Recurriendo al tópico, ayer fue la noche mágica, en la que Lugo se llenó de hogueras para al igual que los romanos, conmemorar el solsticio de verano en el que sacaban a la calle todos los útiles de desecho que tenían en sus viviendas en Roma para quemarlos. Cuando era chaval, había tres fogatas que superaban a las otras que se instalaban por los barrios. Estaba la de Domingo Tallo, en la Fonte dos Ranchos y en la que se incluía orquesta y sorteo de un cabrito. Luego, la de Montirón, con verbena y reparto de sardinas, y finalmente, la de mi barrio, Recatelo que se montaba frente a la Casa Cuna, y cuyos trabajos de montaje causaban la admiración de los incluseros que con sus mandilones a rayas se acercaban a la verja para ver nuestras evoluciones, recibir alguna caricia de la que estaban necesitados y caramelos.

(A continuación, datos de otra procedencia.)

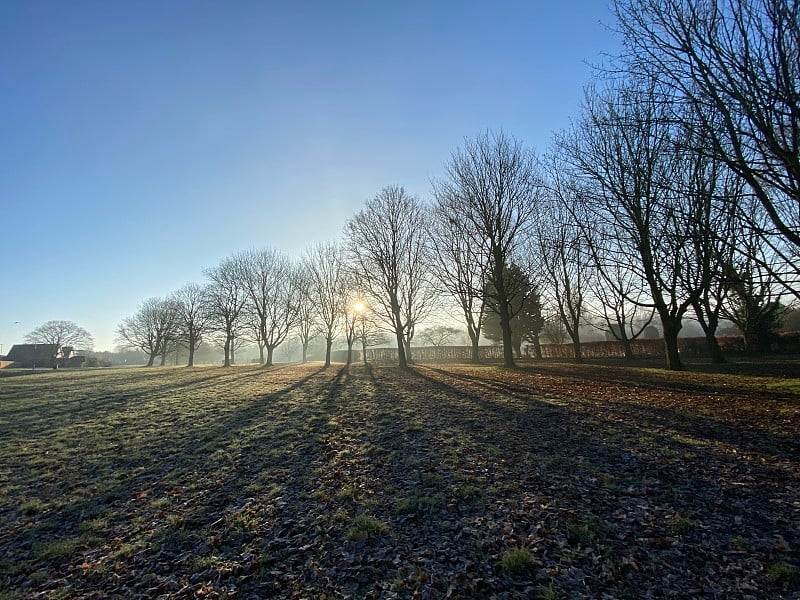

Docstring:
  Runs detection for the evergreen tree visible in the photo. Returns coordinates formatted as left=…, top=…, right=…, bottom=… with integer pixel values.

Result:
left=483, top=265, right=545, bottom=359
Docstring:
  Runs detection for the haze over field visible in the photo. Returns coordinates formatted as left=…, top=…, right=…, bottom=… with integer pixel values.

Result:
left=0, top=1, right=620, bottom=352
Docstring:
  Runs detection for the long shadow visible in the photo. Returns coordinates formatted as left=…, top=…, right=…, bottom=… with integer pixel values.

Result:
left=3, top=365, right=334, bottom=544
left=522, top=359, right=800, bottom=398
left=0, top=365, right=309, bottom=434
left=5, top=362, right=798, bottom=597
left=404, top=364, right=799, bottom=506
left=421, top=365, right=800, bottom=459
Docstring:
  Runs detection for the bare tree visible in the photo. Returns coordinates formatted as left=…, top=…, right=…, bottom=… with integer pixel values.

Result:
left=721, top=196, right=789, bottom=352
left=292, top=265, right=317, bottom=364
left=428, top=198, right=488, bottom=362
left=557, top=80, right=701, bottom=370
left=587, top=248, right=656, bottom=359
left=342, top=296, right=361, bottom=365
left=24, top=320, right=94, bottom=353
left=294, top=301, right=315, bottom=364
left=536, top=169, right=593, bottom=363
left=204, top=256, right=248, bottom=367
left=236, top=248, right=298, bottom=367
left=116, top=297, right=179, bottom=367
left=675, top=124, right=744, bottom=363
left=344, top=186, right=433, bottom=369
left=419, top=325, right=463, bottom=347
left=302, top=241, right=347, bottom=367
left=240, top=306, right=266, bottom=364
left=172, top=283, right=212, bottom=367
left=613, top=0, right=800, bottom=274
left=433, top=131, right=542, bottom=368
left=356, top=306, right=384, bottom=364
left=158, top=301, right=183, bottom=366
left=541, top=314, right=569, bottom=345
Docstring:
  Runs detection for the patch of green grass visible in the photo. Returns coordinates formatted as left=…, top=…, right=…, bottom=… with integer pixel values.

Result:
left=501, top=546, right=536, bottom=575
left=451, top=483, right=481, bottom=501
left=567, top=515, right=609, bottom=546
left=419, top=472, right=443, bottom=488
left=345, top=514, right=389, bottom=541
left=766, top=562, right=799, bottom=589
left=668, top=516, right=694, bottom=536
left=79, top=517, right=108, bottom=533
left=193, top=555, right=222, bottom=570
left=766, top=379, right=800, bottom=394
left=537, top=582, right=559, bottom=600
left=596, top=473, right=622, bottom=493
left=149, top=497, right=171, bottom=510
left=19, top=498, right=45, bottom=516
left=336, top=485, right=359, bottom=502
left=729, top=536, right=751, bottom=552
left=111, top=542, right=135, bottom=560
left=228, top=510, right=259, bottom=533
left=331, top=509, right=349, bottom=523
left=32, top=538, right=80, bottom=560
left=393, top=493, right=441, bottom=516
left=151, top=523, right=192, bottom=550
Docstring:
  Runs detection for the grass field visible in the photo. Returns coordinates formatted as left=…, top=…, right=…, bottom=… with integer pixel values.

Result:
left=1, top=361, right=798, bottom=598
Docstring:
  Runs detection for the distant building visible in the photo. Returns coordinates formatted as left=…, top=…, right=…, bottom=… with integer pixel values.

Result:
left=642, top=325, right=660, bottom=339
left=605, top=323, right=661, bottom=341
left=5, top=344, right=75, bottom=369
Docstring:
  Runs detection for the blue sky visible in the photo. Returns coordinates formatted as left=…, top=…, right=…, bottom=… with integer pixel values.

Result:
left=0, top=1, right=621, bottom=352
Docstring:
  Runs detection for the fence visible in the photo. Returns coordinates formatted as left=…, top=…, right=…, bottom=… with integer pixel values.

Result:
left=340, top=332, right=799, bottom=364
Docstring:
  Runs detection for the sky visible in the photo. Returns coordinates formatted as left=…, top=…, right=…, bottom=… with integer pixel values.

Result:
left=0, top=1, right=622, bottom=352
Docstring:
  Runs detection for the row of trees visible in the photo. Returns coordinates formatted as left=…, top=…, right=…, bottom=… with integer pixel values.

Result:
left=117, top=0, right=798, bottom=371
left=117, top=245, right=379, bottom=368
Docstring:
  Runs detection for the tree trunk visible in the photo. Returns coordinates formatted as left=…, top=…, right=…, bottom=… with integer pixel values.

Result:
left=146, top=352, right=156, bottom=367
left=470, top=337, right=480, bottom=363
left=704, top=333, right=726, bottom=363
left=301, top=342, right=308, bottom=363
left=325, top=337, right=333, bottom=368
left=361, top=338, right=368, bottom=364
left=395, top=328, right=408, bottom=369
left=265, top=346, right=274, bottom=367
left=259, top=344, right=265, bottom=365
left=620, top=336, right=635, bottom=359
left=499, top=301, right=515, bottom=368
left=346, top=340, right=354, bottom=365
left=187, top=335, right=195, bottom=367
left=662, top=318, right=684, bottom=371
left=692, top=301, right=725, bottom=364
left=532, top=334, right=543, bottom=359
left=571, top=337, right=583, bottom=364
left=223, top=336, right=231, bottom=367
left=404, top=340, right=413, bottom=364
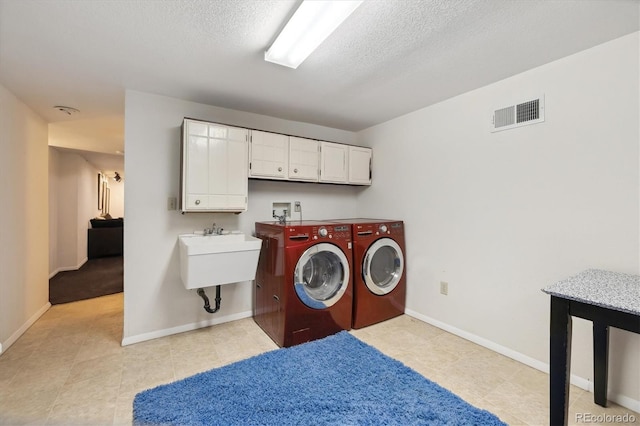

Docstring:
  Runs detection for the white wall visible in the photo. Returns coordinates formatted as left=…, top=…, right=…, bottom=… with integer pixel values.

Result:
left=356, top=33, right=640, bottom=409
left=123, top=91, right=361, bottom=344
left=76, top=156, right=97, bottom=265
left=0, top=84, right=50, bottom=353
left=56, top=152, right=80, bottom=269
left=107, top=179, right=124, bottom=218
left=48, top=148, right=60, bottom=277
left=48, top=148, right=103, bottom=276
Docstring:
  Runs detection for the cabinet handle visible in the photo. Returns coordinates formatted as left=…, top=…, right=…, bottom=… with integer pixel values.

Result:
left=278, top=167, right=282, bottom=172
left=273, top=295, right=280, bottom=301
left=294, top=168, right=298, bottom=173
left=195, top=199, right=201, bottom=205
left=256, top=283, right=262, bottom=289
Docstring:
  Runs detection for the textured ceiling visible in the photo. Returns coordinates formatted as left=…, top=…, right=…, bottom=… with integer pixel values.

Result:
left=0, top=0, right=638, bottom=159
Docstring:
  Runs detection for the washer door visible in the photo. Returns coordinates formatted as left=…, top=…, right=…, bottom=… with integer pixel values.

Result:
left=363, top=238, right=404, bottom=295
left=294, top=243, right=350, bottom=309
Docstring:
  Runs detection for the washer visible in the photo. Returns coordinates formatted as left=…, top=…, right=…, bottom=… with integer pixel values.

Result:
left=329, top=219, right=406, bottom=329
left=253, top=221, right=353, bottom=347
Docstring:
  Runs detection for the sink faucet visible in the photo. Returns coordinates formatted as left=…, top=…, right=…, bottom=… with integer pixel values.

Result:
left=204, top=223, right=223, bottom=235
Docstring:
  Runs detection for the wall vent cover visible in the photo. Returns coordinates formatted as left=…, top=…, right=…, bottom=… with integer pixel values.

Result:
left=492, top=95, right=544, bottom=132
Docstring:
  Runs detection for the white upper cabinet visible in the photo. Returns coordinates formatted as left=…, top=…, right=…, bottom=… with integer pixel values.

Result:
left=249, top=130, right=288, bottom=179
left=348, top=146, right=372, bottom=185
left=288, top=137, right=319, bottom=182
left=244, top=128, right=372, bottom=187
left=181, top=119, right=249, bottom=212
left=319, top=142, right=349, bottom=184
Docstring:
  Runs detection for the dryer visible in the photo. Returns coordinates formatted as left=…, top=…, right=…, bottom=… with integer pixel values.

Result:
left=329, top=219, right=406, bottom=329
left=253, top=221, right=353, bottom=347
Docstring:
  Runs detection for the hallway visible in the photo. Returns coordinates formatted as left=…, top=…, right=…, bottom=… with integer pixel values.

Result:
left=49, top=256, right=123, bottom=305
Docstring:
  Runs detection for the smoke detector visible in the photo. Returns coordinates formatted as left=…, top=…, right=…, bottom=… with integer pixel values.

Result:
left=53, top=105, right=80, bottom=115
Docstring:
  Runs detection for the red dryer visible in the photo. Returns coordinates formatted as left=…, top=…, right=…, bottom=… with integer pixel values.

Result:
left=253, top=221, right=353, bottom=347
left=329, top=219, right=406, bottom=329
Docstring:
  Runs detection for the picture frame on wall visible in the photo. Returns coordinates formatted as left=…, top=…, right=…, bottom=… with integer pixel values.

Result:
left=98, top=173, right=103, bottom=210
left=101, top=181, right=108, bottom=215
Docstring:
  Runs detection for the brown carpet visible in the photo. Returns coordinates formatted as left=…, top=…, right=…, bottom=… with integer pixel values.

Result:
left=49, top=256, right=123, bottom=304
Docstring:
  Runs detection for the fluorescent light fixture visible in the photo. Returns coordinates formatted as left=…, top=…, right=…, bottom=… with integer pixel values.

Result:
left=265, top=0, right=363, bottom=69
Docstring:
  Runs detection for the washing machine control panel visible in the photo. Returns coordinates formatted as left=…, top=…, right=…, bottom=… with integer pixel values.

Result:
left=332, top=225, right=350, bottom=240
left=311, top=225, right=351, bottom=240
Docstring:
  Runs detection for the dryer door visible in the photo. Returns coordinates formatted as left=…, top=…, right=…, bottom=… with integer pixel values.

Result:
left=294, top=243, right=350, bottom=309
left=363, top=238, right=404, bottom=295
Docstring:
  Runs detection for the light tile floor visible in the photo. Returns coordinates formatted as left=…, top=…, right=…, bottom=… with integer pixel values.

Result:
left=0, top=293, right=637, bottom=425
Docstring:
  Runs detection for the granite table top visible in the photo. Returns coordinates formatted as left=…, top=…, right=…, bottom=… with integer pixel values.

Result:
left=542, top=269, right=640, bottom=316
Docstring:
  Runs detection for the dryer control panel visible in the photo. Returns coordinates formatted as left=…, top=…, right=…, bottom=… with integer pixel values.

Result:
left=312, top=225, right=351, bottom=241
left=353, top=222, right=404, bottom=241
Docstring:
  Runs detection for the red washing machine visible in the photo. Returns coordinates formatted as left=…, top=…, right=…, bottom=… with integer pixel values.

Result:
left=253, top=221, right=353, bottom=347
left=328, top=219, right=406, bottom=329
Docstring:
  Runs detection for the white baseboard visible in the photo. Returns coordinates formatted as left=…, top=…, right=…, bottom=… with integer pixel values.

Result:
left=405, top=309, right=640, bottom=413
left=49, top=257, right=89, bottom=279
left=121, top=310, right=254, bottom=346
left=0, top=302, right=51, bottom=355
left=607, top=393, right=640, bottom=414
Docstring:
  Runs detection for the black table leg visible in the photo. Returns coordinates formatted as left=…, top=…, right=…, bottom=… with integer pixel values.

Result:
left=593, top=321, right=609, bottom=407
left=550, top=296, right=572, bottom=426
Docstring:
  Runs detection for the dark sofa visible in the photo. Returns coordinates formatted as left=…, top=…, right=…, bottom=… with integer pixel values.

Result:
left=88, top=218, right=123, bottom=259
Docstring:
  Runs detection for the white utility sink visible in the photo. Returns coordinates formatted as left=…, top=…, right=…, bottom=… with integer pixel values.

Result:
left=178, top=233, right=262, bottom=289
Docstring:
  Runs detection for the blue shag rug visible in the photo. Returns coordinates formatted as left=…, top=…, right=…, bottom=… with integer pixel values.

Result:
left=133, top=331, right=506, bottom=426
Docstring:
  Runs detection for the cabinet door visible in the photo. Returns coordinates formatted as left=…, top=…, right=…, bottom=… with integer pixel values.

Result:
left=208, top=123, right=248, bottom=210
left=289, top=137, right=318, bottom=181
left=319, top=141, right=348, bottom=183
left=181, top=119, right=248, bottom=212
left=249, top=130, right=288, bottom=179
left=348, top=146, right=372, bottom=185
left=208, top=135, right=228, bottom=208
left=183, top=121, right=210, bottom=209
left=225, top=137, right=249, bottom=209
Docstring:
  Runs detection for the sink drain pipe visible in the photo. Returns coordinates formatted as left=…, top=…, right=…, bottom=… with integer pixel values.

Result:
left=197, top=286, right=221, bottom=314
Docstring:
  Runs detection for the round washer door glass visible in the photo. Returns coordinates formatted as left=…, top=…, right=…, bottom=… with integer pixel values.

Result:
left=294, top=243, right=350, bottom=309
left=363, top=238, right=404, bottom=295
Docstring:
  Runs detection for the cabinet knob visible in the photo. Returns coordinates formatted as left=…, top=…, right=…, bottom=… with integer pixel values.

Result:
left=278, top=167, right=282, bottom=172
left=294, top=168, right=298, bottom=173
left=195, top=199, right=201, bottom=205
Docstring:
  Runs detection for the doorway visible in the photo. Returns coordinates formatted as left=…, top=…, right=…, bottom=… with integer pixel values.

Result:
left=48, top=146, right=125, bottom=304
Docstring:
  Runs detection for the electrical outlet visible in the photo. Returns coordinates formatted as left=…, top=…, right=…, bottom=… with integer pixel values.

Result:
left=167, top=197, right=177, bottom=211
left=440, top=281, right=448, bottom=296
left=294, top=201, right=301, bottom=212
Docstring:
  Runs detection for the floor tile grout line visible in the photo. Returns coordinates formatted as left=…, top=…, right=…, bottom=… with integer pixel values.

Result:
left=45, top=301, right=114, bottom=425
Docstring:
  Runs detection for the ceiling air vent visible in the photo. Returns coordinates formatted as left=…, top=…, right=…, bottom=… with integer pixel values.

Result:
left=491, top=95, right=544, bottom=132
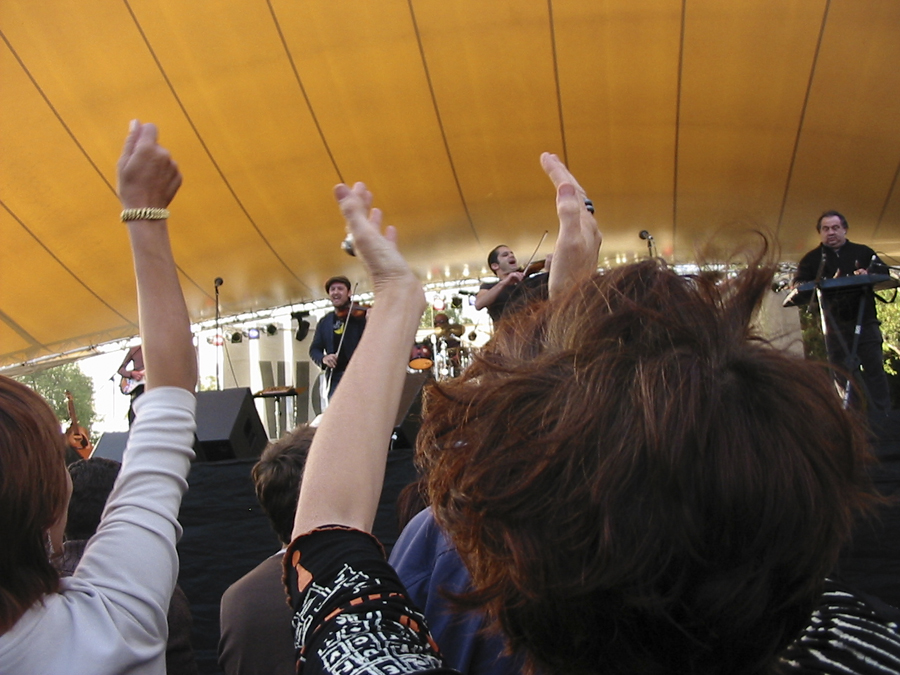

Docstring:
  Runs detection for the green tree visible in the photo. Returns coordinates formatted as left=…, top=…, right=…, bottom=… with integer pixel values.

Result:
left=877, top=297, right=900, bottom=375
left=16, top=362, right=98, bottom=437
left=797, top=305, right=828, bottom=362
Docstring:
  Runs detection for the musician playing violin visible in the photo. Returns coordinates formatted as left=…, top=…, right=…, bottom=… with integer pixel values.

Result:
left=309, top=275, right=367, bottom=399
left=475, top=245, right=551, bottom=323
left=793, top=210, right=891, bottom=410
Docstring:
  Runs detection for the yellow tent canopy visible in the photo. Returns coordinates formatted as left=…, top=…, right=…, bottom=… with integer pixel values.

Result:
left=2, top=0, right=900, bottom=367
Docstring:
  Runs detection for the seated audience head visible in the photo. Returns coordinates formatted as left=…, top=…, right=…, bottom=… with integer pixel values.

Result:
left=252, top=425, right=315, bottom=546
left=418, top=254, right=875, bottom=675
left=0, top=375, right=71, bottom=632
left=65, top=458, right=121, bottom=541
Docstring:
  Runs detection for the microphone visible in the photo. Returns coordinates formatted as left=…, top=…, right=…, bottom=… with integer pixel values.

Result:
left=639, top=230, right=657, bottom=258
left=214, top=277, right=224, bottom=287
left=341, top=234, right=356, bottom=257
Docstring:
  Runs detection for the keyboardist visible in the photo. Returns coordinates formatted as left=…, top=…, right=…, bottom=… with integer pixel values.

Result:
left=793, top=210, right=892, bottom=411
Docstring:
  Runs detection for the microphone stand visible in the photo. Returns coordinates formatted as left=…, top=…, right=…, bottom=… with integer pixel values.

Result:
left=214, top=277, right=223, bottom=391
left=639, top=231, right=657, bottom=258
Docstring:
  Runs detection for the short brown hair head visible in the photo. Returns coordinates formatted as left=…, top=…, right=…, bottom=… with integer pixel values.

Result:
left=418, top=256, right=874, bottom=675
left=0, top=375, right=69, bottom=631
left=251, top=425, right=315, bottom=545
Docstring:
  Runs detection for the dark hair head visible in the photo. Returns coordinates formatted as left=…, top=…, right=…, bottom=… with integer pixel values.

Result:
left=65, top=458, right=121, bottom=541
left=418, top=255, right=875, bottom=675
left=0, top=375, right=69, bottom=631
left=816, top=210, right=848, bottom=232
left=252, top=425, right=315, bottom=545
left=487, top=245, right=510, bottom=271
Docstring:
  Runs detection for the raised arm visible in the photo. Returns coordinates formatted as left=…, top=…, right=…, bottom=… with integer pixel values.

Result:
left=117, top=121, right=196, bottom=392
left=540, top=152, right=602, bottom=298
left=292, top=182, right=425, bottom=537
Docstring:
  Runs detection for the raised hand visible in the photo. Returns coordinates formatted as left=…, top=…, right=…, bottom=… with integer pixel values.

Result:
left=117, top=121, right=182, bottom=210
left=116, top=121, right=195, bottom=393
left=332, top=182, right=419, bottom=299
left=540, top=152, right=602, bottom=298
left=293, top=183, right=424, bottom=536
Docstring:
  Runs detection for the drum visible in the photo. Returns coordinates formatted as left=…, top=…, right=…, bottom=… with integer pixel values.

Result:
left=409, top=342, right=434, bottom=370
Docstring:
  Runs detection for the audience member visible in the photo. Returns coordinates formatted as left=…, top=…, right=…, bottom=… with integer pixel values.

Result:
left=281, top=154, right=900, bottom=675
left=218, top=425, right=315, bottom=675
left=0, top=120, right=197, bottom=675
left=390, top=507, right=523, bottom=675
left=58, top=457, right=198, bottom=675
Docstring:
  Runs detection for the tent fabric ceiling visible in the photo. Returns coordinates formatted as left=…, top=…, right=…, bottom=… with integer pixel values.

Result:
left=2, top=0, right=900, bottom=368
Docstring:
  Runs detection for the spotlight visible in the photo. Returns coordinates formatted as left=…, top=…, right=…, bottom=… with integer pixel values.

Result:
left=230, top=332, right=242, bottom=344
left=266, top=324, right=278, bottom=336
left=291, top=311, right=311, bottom=342
left=248, top=327, right=260, bottom=340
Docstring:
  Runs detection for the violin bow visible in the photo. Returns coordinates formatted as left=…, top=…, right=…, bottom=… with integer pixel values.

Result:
left=520, top=230, right=548, bottom=275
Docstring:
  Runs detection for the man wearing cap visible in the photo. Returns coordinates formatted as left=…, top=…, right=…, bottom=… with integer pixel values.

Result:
left=309, top=276, right=366, bottom=399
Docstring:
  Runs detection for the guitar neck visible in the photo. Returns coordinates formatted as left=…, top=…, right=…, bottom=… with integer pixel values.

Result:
left=65, top=391, right=79, bottom=427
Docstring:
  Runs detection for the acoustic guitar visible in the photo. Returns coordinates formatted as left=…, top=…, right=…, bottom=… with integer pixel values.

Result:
left=65, top=390, right=93, bottom=460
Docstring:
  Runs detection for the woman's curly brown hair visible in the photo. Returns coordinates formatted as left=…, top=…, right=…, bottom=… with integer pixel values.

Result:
left=417, top=257, right=876, bottom=675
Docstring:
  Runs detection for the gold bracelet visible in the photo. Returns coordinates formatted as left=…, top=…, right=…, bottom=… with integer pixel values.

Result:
left=120, top=207, right=170, bottom=222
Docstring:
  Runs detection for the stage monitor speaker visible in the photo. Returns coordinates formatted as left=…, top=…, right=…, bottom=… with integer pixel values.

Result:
left=92, top=431, right=130, bottom=463
left=195, top=388, right=267, bottom=462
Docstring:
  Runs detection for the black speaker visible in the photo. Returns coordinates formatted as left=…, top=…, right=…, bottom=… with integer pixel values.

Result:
left=195, top=388, right=267, bottom=462
left=92, top=431, right=130, bottom=462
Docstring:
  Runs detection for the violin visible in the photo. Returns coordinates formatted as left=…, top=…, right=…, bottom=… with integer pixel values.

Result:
left=519, top=259, right=547, bottom=277
left=335, top=302, right=371, bottom=320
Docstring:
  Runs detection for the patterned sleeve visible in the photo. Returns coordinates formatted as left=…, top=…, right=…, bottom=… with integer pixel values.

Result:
left=283, top=526, right=460, bottom=675
left=777, top=578, right=900, bottom=674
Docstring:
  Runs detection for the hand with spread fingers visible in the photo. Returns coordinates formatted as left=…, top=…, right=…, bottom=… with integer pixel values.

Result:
left=333, top=182, right=420, bottom=300
left=540, top=152, right=602, bottom=298
left=293, top=182, right=424, bottom=537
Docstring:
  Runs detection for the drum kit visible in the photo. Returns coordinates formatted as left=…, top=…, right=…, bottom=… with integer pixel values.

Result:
left=408, top=313, right=475, bottom=380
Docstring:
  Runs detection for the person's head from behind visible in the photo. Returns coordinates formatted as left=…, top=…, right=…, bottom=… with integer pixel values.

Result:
left=65, top=458, right=121, bottom=541
left=419, top=256, right=874, bottom=675
left=252, top=425, right=315, bottom=546
left=0, top=375, right=71, bottom=632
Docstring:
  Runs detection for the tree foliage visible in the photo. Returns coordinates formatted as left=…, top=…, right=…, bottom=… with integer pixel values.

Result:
left=877, top=295, right=900, bottom=375
left=15, top=362, right=98, bottom=436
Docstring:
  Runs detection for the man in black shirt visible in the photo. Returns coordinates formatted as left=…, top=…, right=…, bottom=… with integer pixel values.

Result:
left=793, top=210, right=891, bottom=410
left=309, top=276, right=366, bottom=399
left=475, top=245, right=548, bottom=323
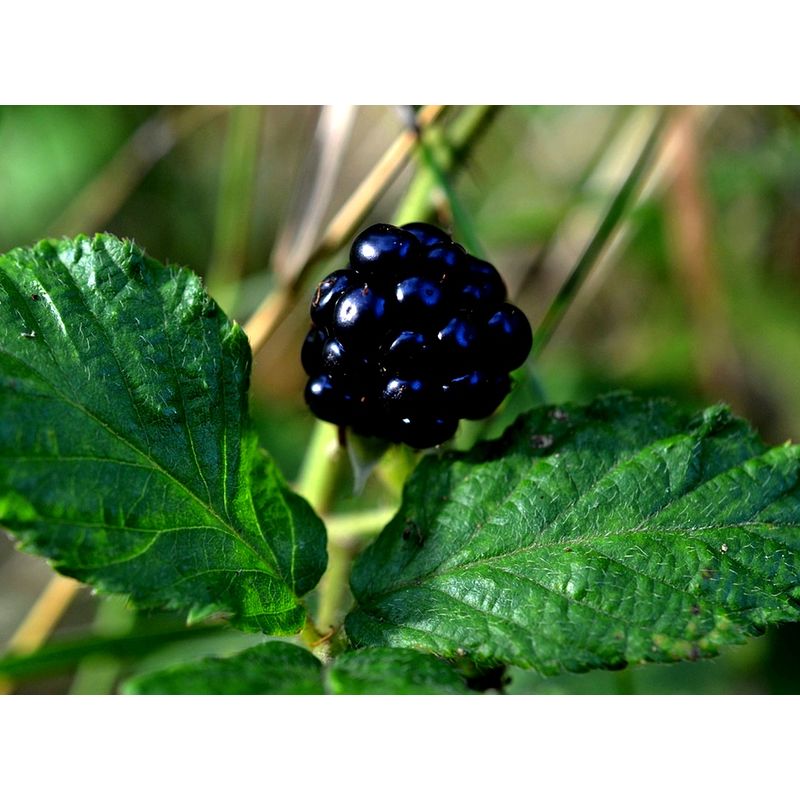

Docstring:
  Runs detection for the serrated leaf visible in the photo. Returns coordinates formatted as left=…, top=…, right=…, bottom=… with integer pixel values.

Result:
left=0, top=235, right=326, bottom=635
left=346, top=394, right=800, bottom=674
left=326, top=647, right=472, bottom=694
left=122, top=641, right=471, bottom=694
left=123, top=641, right=325, bottom=694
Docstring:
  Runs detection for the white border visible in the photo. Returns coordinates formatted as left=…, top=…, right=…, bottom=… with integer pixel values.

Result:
left=1, top=2, right=798, bottom=103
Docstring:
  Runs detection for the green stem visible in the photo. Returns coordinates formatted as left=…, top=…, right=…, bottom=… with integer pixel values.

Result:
left=530, top=109, right=667, bottom=359
left=205, top=105, right=263, bottom=313
left=304, top=107, right=497, bottom=646
left=394, top=106, right=499, bottom=228
left=69, top=595, right=135, bottom=694
left=614, top=667, right=637, bottom=694
left=325, top=506, right=398, bottom=544
left=314, top=539, right=353, bottom=637
left=517, top=106, right=633, bottom=294
left=415, top=129, right=486, bottom=258
left=294, top=421, right=341, bottom=512
left=0, top=624, right=225, bottom=685
left=295, top=421, right=346, bottom=642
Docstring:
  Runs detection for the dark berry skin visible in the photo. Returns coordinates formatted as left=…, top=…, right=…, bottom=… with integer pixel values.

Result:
left=383, top=330, right=435, bottom=372
left=350, top=223, right=421, bottom=278
left=485, top=303, right=533, bottom=371
left=303, top=221, right=532, bottom=447
left=394, top=276, right=448, bottom=323
left=424, top=242, right=466, bottom=281
left=320, top=337, right=369, bottom=375
left=333, top=285, right=391, bottom=347
left=444, top=370, right=511, bottom=420
left=401, top=221, right=451, bottom=248
left=450, top=255, right=507, bottom=309
left=301, top=328, right=326, bottom=376
left=310, top=269, right=357, bottom=329
left=304, top=374, right=360, bottom=426
left=380, top=376, right=443, bottom=418
left=436, top=315, right=484, bottom=370
left=394, top=415, right=459, bottom=449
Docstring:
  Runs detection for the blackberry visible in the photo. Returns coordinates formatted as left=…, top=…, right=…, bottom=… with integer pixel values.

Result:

El trabajo se repartía en dos partes: por la mañana y hasta la media tarde, recorrido por los pisos del barrio solicitando una ayuda y cuando llegaban los mayores del trabajo, se formaban las cuadrillas para buscar leña. Los tres grupos de chavales se repartían el trabajo, unos vigilando el material, otros recabando las ayudas y trayendo las ramas y los mayores cortaban la madera en las orillas del Miño. Se contaba con el apoyo material de la sierras del señor Gumersindo y de la de los Ríos, así como de los tres talleres de bicis de Recatelo: Platero, Fontao y Pinche, que surtían a la hoguera de llantas.
Al caer la noche, abuelos, padres y niños se juntaban alrededor de la hoguera para deslumbrase con sus llamas en tanto que se repartían galletas, dulces, vino y anís, comprado con las aportaciones vecinales. Todo no es ahora más que un entrañable recuerdo. O tempora, o mores.